# Memristors in Neural Networks

Robert Lee Murrer III College of Science and Engineering University of West Florida Pensacola, USA robert.murrer@students.uwf.edu

Abstract—A comprehensive review of the history and functionality of memristor devices is presented. The application of this element to neuromorphic computing and neural networks is explained. The memristor is not only a memory device that can be used to store weights of neural networks, but it can also be used for logic as well. Fabrication techniques and a brief introduction on how training is performed is also included.

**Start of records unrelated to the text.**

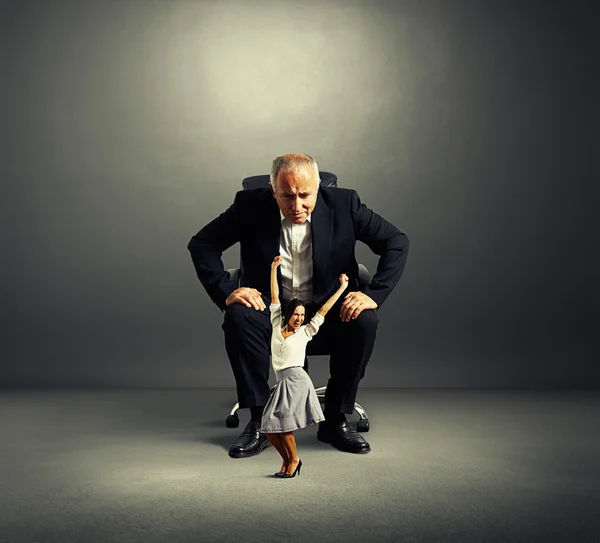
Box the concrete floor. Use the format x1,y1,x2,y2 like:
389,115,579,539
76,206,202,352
0,388,600,543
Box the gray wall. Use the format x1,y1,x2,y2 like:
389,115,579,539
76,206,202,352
0,0,600,386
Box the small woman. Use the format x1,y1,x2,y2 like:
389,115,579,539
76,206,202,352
260,256,348,478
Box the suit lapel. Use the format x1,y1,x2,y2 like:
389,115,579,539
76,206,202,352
310,190,333,297
262,191,282,293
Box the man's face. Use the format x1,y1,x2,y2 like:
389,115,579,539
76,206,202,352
269,168,319,224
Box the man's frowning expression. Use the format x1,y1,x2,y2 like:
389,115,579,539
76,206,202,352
269,167,319,224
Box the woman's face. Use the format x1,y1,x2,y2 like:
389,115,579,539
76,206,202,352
288,305,304,330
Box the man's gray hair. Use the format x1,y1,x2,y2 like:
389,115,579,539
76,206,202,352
271,153,320,186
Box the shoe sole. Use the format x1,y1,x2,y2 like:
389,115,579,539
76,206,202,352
317,434,371,454
229,441,271,458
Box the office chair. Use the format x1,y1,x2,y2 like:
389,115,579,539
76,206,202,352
225,172,371,432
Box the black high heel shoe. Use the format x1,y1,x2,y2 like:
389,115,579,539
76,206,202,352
279,460,302,479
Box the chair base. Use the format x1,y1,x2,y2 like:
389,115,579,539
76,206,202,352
225,386,369,432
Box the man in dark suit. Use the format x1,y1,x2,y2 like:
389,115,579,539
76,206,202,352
188,154,409,458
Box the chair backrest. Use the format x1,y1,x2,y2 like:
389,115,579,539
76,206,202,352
242,172,337,190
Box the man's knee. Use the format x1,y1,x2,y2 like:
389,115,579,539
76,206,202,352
223,303,270,331
350,309,379,334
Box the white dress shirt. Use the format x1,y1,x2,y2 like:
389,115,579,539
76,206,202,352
279,210,313,304
269,304,325,371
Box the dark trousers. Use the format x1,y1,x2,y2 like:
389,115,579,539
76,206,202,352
223,297,378,420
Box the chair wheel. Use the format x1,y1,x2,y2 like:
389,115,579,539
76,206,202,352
225,415,240,428
356,419,369,432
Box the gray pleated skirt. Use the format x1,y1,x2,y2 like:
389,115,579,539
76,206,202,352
260,366,325,434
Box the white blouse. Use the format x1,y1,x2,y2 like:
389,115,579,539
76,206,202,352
269,304,325,371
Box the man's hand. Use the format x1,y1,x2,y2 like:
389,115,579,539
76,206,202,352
340,292,377,322
225,287,266,311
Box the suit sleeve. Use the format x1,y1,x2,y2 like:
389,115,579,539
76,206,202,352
303,313,325,341
187,192,240,311
351,191,409,307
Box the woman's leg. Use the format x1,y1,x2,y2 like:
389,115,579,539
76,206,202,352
265,434,289,471
279,432,300,475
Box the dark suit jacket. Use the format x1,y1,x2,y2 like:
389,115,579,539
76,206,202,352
188,187,409,310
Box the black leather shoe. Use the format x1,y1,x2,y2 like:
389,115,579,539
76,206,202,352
229,420,270,458
317,420,371,454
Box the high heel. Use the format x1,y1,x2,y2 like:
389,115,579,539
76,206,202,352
280,460,302,479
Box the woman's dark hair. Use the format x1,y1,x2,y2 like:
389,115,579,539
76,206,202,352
282,298,306,328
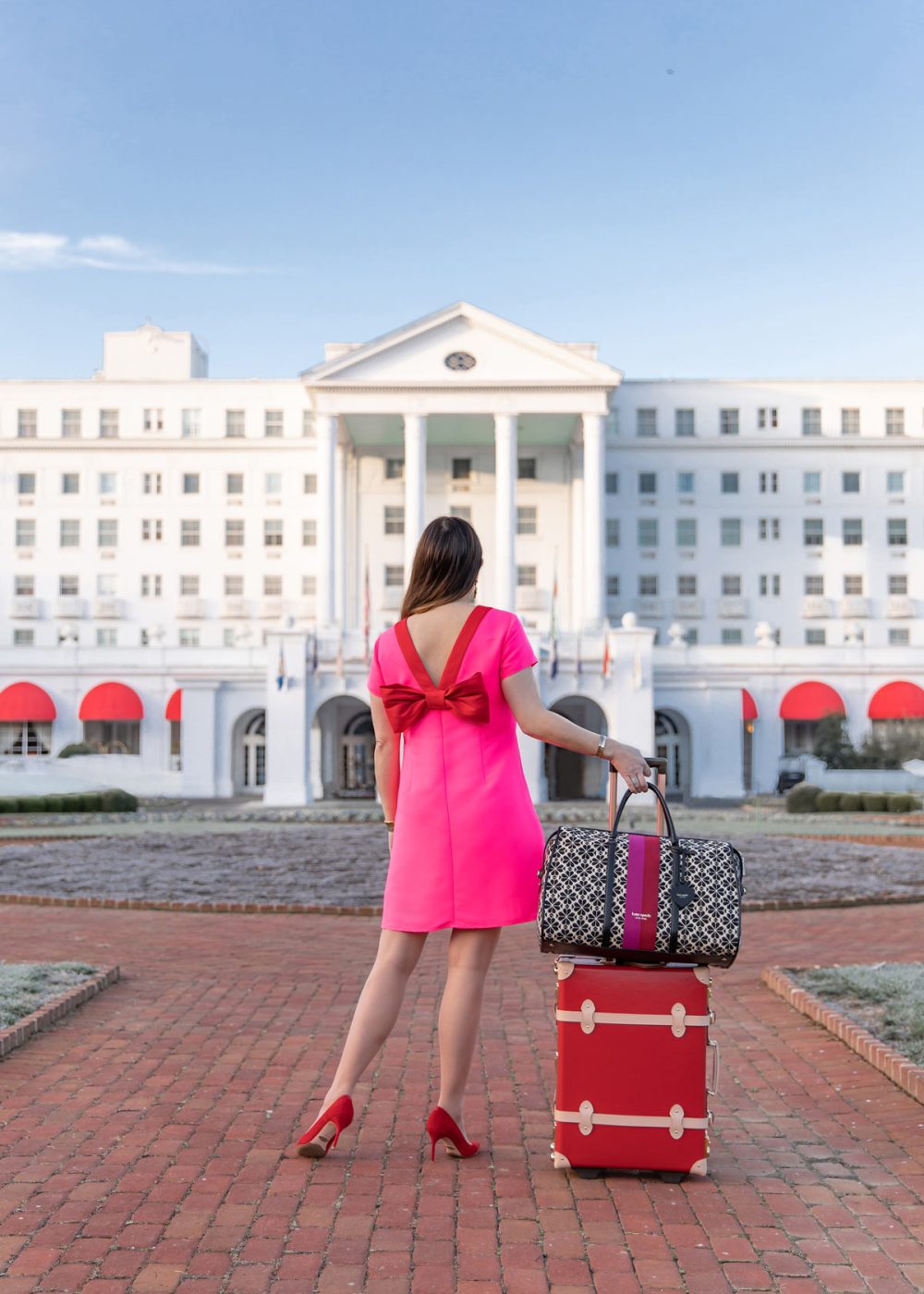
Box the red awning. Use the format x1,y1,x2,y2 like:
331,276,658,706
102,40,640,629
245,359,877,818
0,683,58,724
779,682,846,722
79,683,145,724
867,682,924,719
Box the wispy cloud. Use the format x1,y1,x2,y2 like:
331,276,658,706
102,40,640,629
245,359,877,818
0,229,249,275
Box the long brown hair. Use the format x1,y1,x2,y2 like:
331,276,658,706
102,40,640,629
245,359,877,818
401,517,484,620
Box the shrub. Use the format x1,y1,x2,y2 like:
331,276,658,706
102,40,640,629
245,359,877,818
785,782,821,812
839,790,863,812
815,790,841,812
863,790,885,812
103,788,139,812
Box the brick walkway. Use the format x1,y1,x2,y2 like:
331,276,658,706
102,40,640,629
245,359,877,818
0,905,924,1294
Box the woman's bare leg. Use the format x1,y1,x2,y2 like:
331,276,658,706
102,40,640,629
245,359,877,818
314,931,427,1109
439,926,501,1136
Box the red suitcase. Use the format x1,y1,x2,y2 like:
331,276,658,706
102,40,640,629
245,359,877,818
552,957,718,1177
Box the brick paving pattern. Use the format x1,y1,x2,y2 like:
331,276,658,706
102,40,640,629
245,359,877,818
0,905,924,1294
0,823,924,907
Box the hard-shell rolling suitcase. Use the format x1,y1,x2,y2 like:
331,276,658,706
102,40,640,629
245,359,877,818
552,955,718,1177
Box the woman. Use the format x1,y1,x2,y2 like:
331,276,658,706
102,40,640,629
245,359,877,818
291,517,650,1158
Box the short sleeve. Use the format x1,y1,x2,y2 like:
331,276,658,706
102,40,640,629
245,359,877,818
501,615,539,678
366,635,384,696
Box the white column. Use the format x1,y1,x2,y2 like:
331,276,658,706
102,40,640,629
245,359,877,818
314,413,336,629
492,413,517,611
582,413,604,629
404,413,427,582
334,441,349,633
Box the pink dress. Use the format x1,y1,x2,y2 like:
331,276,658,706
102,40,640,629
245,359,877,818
368,605,545,931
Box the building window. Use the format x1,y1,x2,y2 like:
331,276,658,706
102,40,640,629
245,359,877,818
802,409,821,436
181,409,201,440
718,409,740,436
58,518,80,549
96,518,119,549
638,517,657,549
802,472,821,494
885,517,908,549
718,517,742,549
676,517,697,549
16,409,39,440
802,517,824,549
636,409,657,436
885,409,905,436
675,409,697,436
100,409,119,440
517,507,539,534
841,409,859,436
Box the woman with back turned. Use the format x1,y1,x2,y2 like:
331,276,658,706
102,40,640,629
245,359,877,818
289,517,650,1158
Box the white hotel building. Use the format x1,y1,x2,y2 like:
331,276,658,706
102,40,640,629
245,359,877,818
0,304,924,805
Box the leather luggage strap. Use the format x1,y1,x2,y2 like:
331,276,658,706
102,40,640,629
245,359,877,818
555,997,716,1038
555,1101,711,1140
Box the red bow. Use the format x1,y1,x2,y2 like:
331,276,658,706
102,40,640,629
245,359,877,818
381,670,491,732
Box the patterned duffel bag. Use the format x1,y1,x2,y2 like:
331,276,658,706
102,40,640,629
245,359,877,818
536,771,744,967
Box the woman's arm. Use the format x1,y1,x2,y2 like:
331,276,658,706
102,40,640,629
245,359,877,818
501,667,650,790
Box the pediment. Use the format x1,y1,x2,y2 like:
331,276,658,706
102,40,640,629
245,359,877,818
301,301,623,388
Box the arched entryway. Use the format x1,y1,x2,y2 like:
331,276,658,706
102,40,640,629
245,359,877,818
655,711,689,800
310,695,375,800
545,696,608,800
232,711,267,795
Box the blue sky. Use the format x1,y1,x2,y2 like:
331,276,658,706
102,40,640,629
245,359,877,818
0,0,924,378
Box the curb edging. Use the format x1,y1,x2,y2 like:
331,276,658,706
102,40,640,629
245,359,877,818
0,965,119,1060
761,967,924,1105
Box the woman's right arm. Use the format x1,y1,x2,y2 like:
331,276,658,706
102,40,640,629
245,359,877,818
501,669,652,790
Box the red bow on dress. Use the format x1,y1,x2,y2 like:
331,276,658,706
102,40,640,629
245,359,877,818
381,670,491,732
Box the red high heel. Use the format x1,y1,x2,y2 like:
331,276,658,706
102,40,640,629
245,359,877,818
427,1105,479,1159
297,1096,353,1159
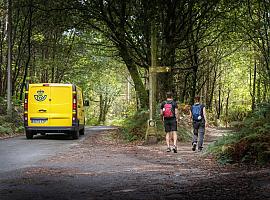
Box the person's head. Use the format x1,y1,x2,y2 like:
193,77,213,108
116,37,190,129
194,95,201,103
166,92,173,99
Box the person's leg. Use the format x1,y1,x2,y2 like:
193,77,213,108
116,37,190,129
172,131,177,146
192,122,199,151
166,132,171,148
198,125,205,150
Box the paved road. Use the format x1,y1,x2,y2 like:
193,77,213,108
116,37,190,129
0,126,115,173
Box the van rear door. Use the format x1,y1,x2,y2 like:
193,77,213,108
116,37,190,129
28,83,72,127
28,84,50,126
50,84,72,126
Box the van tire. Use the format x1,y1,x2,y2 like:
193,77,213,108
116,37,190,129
72,130,80,140
80,127,84,135
25,131,34,139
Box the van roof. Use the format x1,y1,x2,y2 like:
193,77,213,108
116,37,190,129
29,83,74,86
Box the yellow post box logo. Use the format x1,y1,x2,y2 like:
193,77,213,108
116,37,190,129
34,90,47,101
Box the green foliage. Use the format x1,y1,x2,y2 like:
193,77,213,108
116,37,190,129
208,103,270,164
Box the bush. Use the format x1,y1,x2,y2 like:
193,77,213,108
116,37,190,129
208,104,270,164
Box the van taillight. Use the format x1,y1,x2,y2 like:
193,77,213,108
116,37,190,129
23,91,28,126
72,93,77,121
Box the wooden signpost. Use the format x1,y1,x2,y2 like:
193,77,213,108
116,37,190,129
145,25,171,144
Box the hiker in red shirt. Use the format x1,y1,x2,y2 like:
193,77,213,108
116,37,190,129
160,92,179,153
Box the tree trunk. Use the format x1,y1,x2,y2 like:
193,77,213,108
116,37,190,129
20,0,33,100
119,48,148,108
251,60,257,112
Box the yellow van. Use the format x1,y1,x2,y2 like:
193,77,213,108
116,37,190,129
24,83,89,139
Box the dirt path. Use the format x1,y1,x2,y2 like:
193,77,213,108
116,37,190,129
0,129,270,200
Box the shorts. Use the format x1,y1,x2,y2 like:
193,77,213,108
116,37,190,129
164,118,177,133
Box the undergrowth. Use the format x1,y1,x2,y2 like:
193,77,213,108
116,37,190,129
208,103,270,165
0,99,24,138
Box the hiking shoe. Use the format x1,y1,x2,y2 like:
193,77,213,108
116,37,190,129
173,145,177,153
192,142,197,151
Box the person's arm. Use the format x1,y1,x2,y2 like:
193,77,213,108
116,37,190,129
160,109,164,121
174,105,179,122
203,107,208,126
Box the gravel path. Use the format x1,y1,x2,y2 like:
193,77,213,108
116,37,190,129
0,129,270,200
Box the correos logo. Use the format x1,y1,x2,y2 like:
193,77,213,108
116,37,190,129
34,90,47,101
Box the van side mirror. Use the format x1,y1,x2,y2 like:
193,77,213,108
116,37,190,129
83,100,89,106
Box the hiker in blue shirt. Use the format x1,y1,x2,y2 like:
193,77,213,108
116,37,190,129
190,96,207,151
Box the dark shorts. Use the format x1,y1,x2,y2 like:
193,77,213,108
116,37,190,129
164,118,177,133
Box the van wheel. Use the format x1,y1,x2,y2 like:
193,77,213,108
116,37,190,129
72,130,80,140
25,131,33,139
80,127,84,135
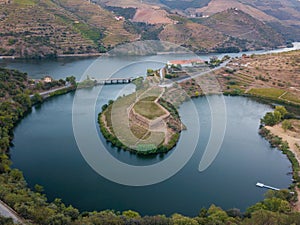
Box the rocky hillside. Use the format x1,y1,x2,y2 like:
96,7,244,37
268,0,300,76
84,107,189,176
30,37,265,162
183,0,300,41
0,0,296,58
202,8,285,49
0,0,136,58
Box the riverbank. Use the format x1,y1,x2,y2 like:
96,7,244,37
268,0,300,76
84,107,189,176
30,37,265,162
98,80,183,155
265,121,300,211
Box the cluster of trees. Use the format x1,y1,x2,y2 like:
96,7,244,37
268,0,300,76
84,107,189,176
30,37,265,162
0,67,300,225
261,106,293,126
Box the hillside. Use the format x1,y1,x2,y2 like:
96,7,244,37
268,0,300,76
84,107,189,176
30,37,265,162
202,9,285,49
0,0,136,58
185,0,300,41
0,0,300,58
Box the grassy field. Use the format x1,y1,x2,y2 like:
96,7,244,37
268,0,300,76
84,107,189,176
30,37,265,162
134,101,165,120
248,88,285,99
282,92,300,103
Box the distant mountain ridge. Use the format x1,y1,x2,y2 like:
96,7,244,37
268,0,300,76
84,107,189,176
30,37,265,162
0,0,300,58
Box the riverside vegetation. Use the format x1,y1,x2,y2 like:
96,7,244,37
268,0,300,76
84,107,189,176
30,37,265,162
98,76,183,155
0,69,300,225
0,59,300,225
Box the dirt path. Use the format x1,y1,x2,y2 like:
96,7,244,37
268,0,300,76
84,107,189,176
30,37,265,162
0,201,26,224
266,125,300,211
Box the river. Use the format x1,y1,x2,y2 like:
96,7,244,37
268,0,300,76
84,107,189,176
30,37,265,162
1,42,298,216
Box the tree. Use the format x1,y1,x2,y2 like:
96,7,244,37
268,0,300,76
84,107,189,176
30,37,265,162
66,76,76,86
274,106,288,119
261,112,276,126
31,93,44,104
281,120,293,131
13,94,31,109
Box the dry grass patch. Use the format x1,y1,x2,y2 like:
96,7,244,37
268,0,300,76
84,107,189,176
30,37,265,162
134,100,165,120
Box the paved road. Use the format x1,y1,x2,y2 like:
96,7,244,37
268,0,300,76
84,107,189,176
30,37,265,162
0,200,25,224
159,60,229,87
29,85,71,98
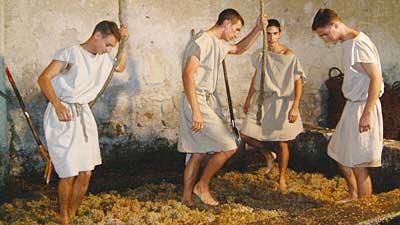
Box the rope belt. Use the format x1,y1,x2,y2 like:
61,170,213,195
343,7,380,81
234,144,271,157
68,103,88,142
346,98,367,103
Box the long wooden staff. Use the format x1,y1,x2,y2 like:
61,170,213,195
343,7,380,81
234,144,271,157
6,67,53,184
0,91,10,101
89,0,126,108
256,0,268,125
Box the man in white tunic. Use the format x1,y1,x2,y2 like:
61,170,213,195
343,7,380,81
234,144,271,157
312,9,384,203
38,21,128,224
241,19,305,190
178,9,263,206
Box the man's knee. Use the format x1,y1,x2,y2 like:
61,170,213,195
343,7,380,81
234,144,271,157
224,149,237,159
353,167,369,177
78,170,92,179
59,176,76,185
190,153,207,163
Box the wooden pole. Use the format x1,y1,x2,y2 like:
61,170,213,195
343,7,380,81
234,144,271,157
256,0,268,125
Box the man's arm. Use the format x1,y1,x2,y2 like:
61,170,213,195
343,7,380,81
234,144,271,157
229,16,266,55
243,70,257,113
38,60,72,121
182,48,204,132
359,63,382,133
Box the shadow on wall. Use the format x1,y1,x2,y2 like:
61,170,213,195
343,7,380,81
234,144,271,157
0,55,10,193
7,83,47,176
93,42,140,137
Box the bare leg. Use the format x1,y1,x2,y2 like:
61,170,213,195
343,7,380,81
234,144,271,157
58,177,76,225
241,134,275,174
69,171,92,217
182,153,206,206
353,167,372,198
279,141,289,190
193,149,236,206
336,163,358,203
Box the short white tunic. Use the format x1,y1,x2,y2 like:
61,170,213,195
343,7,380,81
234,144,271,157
328,32,384,167
178,32,236,153
43,45,114,178
241,51,306,141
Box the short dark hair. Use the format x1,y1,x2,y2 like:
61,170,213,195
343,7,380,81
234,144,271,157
216,9,244,26
267,19,281,32
312,8,342,31
92,20,121,41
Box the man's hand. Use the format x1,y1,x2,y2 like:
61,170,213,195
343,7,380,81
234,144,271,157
54,103,72,121
288,107,299,123
256,14,268,31
358,112,371,133
192,111,204,132
119,25,129,40
243,98,250,114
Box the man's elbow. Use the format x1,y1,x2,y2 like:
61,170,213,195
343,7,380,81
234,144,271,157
114,65,125,73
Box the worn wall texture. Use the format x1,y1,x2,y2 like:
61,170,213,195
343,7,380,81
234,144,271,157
0,0,400,174
0,0,9,189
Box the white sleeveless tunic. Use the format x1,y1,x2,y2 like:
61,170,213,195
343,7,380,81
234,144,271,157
178,32,236,153
241,51,306,141
328,32,384,167
43,45,114,178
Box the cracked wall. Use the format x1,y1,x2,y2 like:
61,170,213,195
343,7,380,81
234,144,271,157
0,0,400,175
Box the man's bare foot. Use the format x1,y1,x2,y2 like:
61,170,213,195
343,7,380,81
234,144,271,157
60,216,69,225
262,151,276,175
335,195,358,204
279,179,287,191
193,184,219,206
182,198,196,208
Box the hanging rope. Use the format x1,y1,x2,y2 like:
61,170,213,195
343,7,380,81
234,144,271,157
89,0,127,108
256,0,268,125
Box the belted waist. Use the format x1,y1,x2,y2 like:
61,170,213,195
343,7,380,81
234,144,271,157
64,102,88,142
256,90,293,98
346,98,367,103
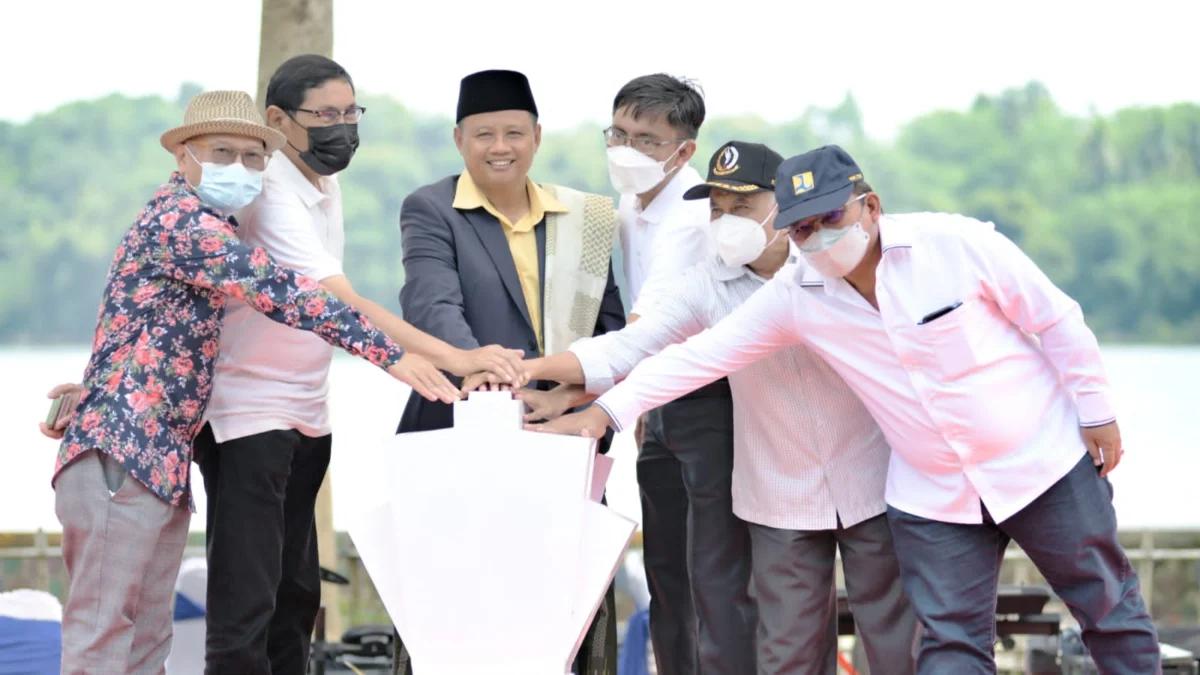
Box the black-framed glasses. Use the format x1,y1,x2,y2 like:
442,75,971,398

## Keywords—VLSI, CMOS, Memristor, Artificial Neural Networks, Large Language Models

## I. INTRODUCTION

As feature sizes of CMOS technologies keep shrinking, the end of Moore's Law has been predicted and a search for ways to increase compute density has been met with the limits of physics itself. [1] In order to increase storage and computation power of integrated circuits new methods are being explored. GPU based computation has exploded in popularity lately and device RAM requirements are becoming larger and larger. With the latest trends of GPU based Machine Learning algorithms using billions of parameters which requires huge amounts of RAM to store the weights, the memristor could be a solution to the storage of these weights for deep neural networks.

#### A. Memristors

Originally formalized in 1971 by Leon Chua, the Memristor is described as the missing circuit element. [2] A contraction of memory and resistor the memristor allows a variable resistance to be stored in the device and stored even after power is lost. Although in the original paper it was not yet possible to fabricate such a device without an internal power source, in 2008 HP Labs was able to successfully create hardware memristors. [3]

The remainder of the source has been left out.